There’s some hesitation before Avril replies, and I think maybe it was too much, this term of endearment, until she speaks again and it’s clear that she’s smiling.
‘Isn’t she adorable?’ she asks him. ‘Our Chloe? Isn’t she adorable? I’d forgotten how like you she was, James.’
I can see from the stunned fear in his eyes that he has no idea if she’s talking about the real Chloe, or the baby she has taken from us. Frantically, I grab a notepad and scribble the words Just say yes! Robotically, he replies, ‘Yes, she is. She’s adorable.’
He looks back at me and I shrug, my mind racing as I try to second-guess what it is she wants, how she wants James to react to her call. Surely the police have put a trace on the telephone line? Didn’t Jacobs say something about that before? I don’t know how these things work, I think, desperate to believe we’re moving closer to Daisy with every passing second. Surely they’ll be able to find her now?
‘What have you been up to?’ he says lightly, and it’s as though he’s pressed the magic button.
‘Oh, James, we’ve been having the most wonderful time! Yesterday we took a walk at Alum Bay – you know, where they have the coloured sands – and afterwards we took a bus and ended up having lunch at a lovely little café where they played live piano music and let us sit and listen in the comfy seats long after our plates had been cleared away.’

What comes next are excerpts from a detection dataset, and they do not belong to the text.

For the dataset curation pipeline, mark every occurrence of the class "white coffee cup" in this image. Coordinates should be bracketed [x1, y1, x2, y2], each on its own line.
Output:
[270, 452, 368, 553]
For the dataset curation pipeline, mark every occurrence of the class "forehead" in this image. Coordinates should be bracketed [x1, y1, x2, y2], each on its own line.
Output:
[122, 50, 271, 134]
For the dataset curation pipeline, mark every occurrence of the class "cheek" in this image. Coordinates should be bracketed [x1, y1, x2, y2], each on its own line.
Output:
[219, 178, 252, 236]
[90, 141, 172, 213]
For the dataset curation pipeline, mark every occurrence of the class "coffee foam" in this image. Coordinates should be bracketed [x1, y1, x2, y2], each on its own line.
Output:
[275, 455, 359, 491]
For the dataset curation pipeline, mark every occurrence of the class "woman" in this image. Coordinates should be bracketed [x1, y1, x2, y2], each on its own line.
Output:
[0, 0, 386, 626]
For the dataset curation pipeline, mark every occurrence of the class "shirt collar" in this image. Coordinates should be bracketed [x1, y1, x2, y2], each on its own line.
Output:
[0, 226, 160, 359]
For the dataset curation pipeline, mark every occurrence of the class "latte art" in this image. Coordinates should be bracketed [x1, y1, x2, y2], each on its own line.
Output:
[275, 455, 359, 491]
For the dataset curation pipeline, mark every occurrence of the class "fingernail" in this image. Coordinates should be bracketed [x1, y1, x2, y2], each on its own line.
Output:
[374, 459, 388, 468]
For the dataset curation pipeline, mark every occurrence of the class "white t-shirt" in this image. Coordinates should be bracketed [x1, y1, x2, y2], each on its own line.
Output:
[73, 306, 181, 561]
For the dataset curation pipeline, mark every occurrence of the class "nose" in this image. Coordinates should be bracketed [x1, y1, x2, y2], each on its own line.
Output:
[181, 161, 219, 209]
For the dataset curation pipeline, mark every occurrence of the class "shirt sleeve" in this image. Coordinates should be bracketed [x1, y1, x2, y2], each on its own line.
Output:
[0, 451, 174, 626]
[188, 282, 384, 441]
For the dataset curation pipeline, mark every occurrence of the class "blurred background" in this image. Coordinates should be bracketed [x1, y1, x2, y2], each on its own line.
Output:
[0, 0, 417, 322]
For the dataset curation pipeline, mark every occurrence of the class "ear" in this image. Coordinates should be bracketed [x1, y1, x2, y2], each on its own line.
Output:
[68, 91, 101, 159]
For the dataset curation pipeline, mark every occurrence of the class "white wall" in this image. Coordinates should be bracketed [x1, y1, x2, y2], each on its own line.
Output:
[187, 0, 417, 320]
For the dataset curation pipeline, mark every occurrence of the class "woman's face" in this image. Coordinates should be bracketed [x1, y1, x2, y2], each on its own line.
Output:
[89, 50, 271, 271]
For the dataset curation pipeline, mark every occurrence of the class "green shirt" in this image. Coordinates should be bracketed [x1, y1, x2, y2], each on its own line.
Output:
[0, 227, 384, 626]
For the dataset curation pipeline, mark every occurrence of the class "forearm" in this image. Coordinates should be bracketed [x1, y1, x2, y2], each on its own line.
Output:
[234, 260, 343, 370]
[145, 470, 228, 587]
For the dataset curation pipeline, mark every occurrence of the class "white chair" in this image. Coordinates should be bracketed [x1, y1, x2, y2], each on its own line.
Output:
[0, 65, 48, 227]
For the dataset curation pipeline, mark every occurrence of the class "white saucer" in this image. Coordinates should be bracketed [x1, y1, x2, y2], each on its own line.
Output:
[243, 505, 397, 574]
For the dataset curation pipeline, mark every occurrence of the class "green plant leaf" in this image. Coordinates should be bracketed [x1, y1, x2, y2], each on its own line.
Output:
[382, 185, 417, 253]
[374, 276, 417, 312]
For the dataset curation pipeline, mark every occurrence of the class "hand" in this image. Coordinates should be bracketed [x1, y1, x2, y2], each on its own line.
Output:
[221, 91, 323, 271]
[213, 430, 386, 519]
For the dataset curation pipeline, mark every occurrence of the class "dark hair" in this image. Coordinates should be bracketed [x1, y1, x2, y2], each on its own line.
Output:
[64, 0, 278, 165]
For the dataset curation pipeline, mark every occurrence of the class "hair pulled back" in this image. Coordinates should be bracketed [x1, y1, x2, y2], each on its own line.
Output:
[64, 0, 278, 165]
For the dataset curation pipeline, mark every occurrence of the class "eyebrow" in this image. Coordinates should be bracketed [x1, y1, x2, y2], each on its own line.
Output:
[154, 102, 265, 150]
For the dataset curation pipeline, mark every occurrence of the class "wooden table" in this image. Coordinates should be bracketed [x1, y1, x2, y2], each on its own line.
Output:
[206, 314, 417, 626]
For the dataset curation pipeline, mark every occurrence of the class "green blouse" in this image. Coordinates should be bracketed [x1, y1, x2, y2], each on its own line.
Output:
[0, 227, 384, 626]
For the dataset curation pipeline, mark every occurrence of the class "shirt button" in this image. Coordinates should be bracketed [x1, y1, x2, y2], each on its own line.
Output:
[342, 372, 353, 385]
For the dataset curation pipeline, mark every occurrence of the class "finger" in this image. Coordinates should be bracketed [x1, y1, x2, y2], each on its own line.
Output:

‘What did Chloe have?’ he asks, and I know that he’s worried. Avril has no idea what Chloe eats – what gets her to sleep, what makes her laugh or cry. Avril is a stranger. I see these thoughts and more flaming across James’s face as he speaks.
‘Well, I asked the waitress what she’d recommend, and she knew just what to suggest, because they have lots of young mothers bringing their babies in, apparently. She did a little bowl of butternut squash soup for Chloe – and she loved it! They do a wonderful Italian platter, James – remember the Parma ham in Tuscany?’
This is insane, I think. Is this conversation really happening? I blink at James, trying to encourage him to ask her something useful, something that might give us more clues to where she’s staying. I scribble on the notepad: Can we meet?
‘Maybe we could meet there for a coffee?’ he says.
And that’s when Avril’s tone changes. It’s as though she knows, and at the same time it seems as if she doesn’t. As though she thinks she’s still living that old life, that that baby really is Chloe – while at the same time she’s trying not to be caught, knowing she’s doing something wrong.
‘That’s why I called you,’ she says, her voice harder now. ‘I want to meet you – but not there. Do you know the Botanic Garden in Ventnor?’
James pauses, pensively rubbing his finger along the side of his nose as I scroll through the contacts on my own mobile phone, preparing to call DC Piper. ‘Um, I’ve heard of it, but I don’t think I’ve been. Is that where they grow all the tropical plants?’
‘Yes! They have a microclimate, apparently. I’ll meet you there tomorrow. There’s an old hospital tunnel that runs through the cliff beneath the gardens – they have a daily tour there at 2pm. I overheard a group of walkers talking about it in the café yesterday, planning to go, so I know there’ll be a small crowd. Join the tour and I’ll find you.’
‘But how –’ James starts, but he’s cut off as the line goes dead.